I may also mention that the book was written during the war and at Istanbul, where the libraries are not well equipped for European studies. International communications were impeded; I had to dispense with almost all periodicals, with almost all the more recent investigations, and in some cases with reliable critical editions of my texts. Hence it is possible and even probable that I overlooked things which I ought to have considered and that I occasionally assert something which modern research has disproved or modified. I trust that these probable errors include non which effect the core of my argument. The lack of technical literature and periodicals may also serve to explain that my book has no notes. Aside from the texts, I quote comparatively little, and that little it was easy to include in the body of the book. On the other hand it is quite possible that the book owes its existence to just this lack of a rich and specialized library. If it had been possible for me to acquaint myself with all the work that has been done on so many subjects, I might never have reached the point of writing.
Erich Auerbach was a German Romance philologist, literary and cultural scholar. As for countless others, his career in Germany was ended prematurely due to the racist “Law on the Restoration of the Professional Civil Service,” ratified on April 7, 1933, which aimed at both the removal of Jewish civil servants and the dismissal of political “dissidents.” Since the so-called Frontkämpferprivileg (Privilege of Combatants) applied to him and he additionally even swore an “oath of loyalty of German civil servants” to Adolf Hitler in 1934, he lost his chair of Romance philology at the University of Marburg “only” at the end of 1935. More than foreseeable, however, he contacted colleagues in Italy, England, and other places already in the course of 1935 in order to find a suitable position, even far below the rank of professor.

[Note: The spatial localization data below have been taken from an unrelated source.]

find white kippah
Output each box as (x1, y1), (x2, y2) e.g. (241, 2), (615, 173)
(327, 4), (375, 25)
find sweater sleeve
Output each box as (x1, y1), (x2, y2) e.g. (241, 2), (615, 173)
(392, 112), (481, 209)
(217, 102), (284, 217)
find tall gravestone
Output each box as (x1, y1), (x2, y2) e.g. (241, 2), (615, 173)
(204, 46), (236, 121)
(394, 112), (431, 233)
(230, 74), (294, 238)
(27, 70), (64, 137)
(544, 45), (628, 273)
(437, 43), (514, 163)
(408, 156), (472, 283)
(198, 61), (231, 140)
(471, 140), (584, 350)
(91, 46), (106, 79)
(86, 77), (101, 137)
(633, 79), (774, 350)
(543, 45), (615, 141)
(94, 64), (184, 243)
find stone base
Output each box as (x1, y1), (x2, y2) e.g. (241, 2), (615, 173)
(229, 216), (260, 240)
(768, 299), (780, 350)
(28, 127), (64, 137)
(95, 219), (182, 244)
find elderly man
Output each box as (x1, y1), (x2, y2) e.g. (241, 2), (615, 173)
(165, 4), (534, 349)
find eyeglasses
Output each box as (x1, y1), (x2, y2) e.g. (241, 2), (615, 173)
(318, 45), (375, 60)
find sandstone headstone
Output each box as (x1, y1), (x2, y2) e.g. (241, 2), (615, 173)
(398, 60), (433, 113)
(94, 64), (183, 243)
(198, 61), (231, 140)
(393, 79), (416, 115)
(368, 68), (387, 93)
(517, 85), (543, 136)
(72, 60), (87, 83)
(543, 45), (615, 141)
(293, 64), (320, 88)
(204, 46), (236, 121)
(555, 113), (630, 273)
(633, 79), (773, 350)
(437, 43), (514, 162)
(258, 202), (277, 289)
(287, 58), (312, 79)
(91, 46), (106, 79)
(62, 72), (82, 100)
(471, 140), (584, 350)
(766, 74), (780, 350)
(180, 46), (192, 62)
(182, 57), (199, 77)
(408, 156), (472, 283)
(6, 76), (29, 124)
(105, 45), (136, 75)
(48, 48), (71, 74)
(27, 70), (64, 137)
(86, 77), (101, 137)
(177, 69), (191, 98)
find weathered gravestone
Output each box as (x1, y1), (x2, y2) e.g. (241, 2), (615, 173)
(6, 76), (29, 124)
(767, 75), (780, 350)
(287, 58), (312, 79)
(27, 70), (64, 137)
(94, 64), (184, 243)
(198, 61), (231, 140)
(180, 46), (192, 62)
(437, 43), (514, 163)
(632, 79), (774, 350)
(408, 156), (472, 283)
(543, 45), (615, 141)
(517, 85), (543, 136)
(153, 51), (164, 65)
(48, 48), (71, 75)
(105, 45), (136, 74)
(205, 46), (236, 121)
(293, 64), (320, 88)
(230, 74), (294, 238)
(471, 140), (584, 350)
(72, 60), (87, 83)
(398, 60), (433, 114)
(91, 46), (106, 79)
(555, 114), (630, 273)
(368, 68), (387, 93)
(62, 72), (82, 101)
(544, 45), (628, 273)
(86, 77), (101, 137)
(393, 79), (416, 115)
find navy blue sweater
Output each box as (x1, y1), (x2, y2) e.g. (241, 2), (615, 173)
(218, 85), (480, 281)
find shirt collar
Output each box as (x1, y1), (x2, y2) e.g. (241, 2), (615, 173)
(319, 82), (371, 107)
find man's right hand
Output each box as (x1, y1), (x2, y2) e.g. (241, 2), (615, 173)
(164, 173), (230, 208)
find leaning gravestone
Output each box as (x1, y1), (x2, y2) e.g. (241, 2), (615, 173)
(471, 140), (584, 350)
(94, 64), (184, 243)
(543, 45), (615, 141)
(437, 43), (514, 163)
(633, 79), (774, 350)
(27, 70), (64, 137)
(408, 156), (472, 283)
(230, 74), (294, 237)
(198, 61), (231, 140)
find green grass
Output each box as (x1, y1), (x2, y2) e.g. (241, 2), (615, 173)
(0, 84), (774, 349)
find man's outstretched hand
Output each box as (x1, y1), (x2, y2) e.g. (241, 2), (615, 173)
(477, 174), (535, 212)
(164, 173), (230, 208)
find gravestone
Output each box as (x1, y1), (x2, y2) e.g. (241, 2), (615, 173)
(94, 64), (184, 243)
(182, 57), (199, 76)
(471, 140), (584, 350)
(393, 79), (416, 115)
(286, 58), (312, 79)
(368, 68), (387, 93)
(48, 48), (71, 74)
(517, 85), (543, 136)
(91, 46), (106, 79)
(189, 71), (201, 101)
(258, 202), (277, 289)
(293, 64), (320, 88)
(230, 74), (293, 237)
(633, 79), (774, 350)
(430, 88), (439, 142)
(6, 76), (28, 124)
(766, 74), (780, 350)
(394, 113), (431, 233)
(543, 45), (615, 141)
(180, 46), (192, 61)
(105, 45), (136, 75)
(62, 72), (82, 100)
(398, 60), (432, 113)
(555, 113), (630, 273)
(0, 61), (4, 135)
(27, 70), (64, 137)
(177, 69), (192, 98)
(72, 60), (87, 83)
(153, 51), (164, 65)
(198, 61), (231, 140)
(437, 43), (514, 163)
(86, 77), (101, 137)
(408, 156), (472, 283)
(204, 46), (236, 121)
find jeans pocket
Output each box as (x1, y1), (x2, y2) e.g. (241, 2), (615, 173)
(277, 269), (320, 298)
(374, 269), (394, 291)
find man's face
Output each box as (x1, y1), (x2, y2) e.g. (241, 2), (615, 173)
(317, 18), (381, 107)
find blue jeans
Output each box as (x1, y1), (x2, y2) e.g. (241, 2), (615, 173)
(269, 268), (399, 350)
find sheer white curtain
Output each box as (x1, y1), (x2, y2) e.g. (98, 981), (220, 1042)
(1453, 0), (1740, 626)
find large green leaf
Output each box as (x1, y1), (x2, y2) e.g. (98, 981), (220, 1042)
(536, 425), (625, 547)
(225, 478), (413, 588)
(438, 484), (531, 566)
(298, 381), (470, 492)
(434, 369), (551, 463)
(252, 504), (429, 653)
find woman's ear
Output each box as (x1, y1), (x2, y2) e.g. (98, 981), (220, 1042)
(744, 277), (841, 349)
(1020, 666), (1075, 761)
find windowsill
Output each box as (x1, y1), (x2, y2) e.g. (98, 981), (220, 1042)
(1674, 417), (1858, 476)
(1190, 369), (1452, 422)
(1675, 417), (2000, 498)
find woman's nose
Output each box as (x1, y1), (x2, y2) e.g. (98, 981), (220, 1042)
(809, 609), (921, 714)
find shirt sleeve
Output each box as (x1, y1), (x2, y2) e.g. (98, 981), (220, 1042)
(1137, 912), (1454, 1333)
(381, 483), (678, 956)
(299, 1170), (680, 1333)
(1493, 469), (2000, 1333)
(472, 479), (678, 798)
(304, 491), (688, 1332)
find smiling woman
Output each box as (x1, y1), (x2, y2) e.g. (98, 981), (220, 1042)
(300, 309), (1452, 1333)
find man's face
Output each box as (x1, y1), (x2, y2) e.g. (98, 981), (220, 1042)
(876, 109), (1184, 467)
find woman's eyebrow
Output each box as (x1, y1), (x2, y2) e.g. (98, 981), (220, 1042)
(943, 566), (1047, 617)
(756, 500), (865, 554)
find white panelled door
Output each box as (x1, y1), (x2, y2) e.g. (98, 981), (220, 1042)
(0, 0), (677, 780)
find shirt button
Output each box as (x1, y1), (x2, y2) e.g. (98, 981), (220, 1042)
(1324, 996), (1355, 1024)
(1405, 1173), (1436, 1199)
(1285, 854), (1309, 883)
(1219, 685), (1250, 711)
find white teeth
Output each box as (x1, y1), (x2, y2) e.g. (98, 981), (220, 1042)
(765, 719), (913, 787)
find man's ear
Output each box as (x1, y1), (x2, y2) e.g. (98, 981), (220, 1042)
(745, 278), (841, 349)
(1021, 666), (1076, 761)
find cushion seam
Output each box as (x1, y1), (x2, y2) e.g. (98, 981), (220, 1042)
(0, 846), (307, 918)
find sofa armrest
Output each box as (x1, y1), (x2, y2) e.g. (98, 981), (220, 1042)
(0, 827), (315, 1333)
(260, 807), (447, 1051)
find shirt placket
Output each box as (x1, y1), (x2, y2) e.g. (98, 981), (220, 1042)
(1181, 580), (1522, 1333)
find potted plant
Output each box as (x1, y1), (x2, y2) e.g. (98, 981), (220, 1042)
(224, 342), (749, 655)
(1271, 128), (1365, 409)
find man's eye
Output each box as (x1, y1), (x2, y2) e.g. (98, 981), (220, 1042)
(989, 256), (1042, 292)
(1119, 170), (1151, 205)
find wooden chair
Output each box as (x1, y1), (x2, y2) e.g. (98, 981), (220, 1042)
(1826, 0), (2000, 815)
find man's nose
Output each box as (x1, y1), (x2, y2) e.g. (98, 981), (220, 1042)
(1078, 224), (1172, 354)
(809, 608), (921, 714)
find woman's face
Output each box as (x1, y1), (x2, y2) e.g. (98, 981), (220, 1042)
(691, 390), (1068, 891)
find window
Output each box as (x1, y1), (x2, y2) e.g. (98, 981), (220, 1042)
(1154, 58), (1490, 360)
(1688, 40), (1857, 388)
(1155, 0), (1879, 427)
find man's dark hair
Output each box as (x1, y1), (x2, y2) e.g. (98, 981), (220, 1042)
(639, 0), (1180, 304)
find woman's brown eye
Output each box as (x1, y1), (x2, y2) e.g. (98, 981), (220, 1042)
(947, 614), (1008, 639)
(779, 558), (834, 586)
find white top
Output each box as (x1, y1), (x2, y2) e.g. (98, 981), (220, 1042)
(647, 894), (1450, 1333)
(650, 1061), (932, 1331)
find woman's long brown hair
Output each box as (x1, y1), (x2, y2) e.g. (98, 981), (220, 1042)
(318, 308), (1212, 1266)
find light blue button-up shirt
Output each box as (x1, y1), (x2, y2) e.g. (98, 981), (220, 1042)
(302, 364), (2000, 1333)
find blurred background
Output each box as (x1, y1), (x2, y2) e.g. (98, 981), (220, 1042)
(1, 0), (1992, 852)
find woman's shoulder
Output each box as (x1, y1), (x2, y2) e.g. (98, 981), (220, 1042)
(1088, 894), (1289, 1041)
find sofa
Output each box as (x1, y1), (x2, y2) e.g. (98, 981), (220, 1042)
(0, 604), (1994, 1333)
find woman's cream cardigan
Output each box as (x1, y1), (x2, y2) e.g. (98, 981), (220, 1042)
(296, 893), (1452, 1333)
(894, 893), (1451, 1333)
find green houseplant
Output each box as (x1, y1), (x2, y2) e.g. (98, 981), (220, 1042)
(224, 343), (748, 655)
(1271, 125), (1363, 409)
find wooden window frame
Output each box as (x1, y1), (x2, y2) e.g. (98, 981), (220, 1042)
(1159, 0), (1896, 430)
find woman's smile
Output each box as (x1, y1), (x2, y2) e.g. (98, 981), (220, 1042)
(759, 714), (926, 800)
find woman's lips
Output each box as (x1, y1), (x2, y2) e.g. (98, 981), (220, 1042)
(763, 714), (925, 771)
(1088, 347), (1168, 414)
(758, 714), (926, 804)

Thanks to the interdenominational and anti-racist self-help organization “Notgemeinschaft deutscher Wissenschaftler im Ausland,” founded in 1933 which from 1933 onward focused on emigration to Turkey, he finally followed the call to the İstanbul Üniversitesi. The latter had been founded in 1933 as part of the Kemalist program of Westernization and modernization, and one of its tasks was to recruit experts. In this way, several hundred German intellectuals and their families emigrated to Turkey, especially to the urban centers of Istanbul and Ankara, where they became involved in the work of the universities and ministries. Since Auerbach’s hopes of returning to a chair at a German university remained unfulfilled, he emigrated from Turkey to the United States in 1947, where he continued his academic career.
He is still one of the most important representatives of his field today. His main work, written in Istanbul between 1942 and 1945, Mimesis: The Representation of Reality in Western Literature is one of the fundamental works of German Romance studies. Footnote-less, a kind of myth surrounds the study today. It is also the product of a paradox: Auerbach desperately needed a specialized library in Istanbul; but completed Mimesis precisely because of the lack of it. In short, this monumental work was created thanks to the city on the Bosporus – not only, but especially, because Auerbach survived the Holocaust here. The fact that the scientific discipline of comparative literature, of all things, is said to have been founded by a refugee in the metropolis at the crossroads between Europe and Asia is both extremely significant and symbolic.
Erich Auerbach, Mimesis: The Representation of Reality in Western Literature – New and Expanded Edition (Princeton: Princeton University Press, 2013), 557.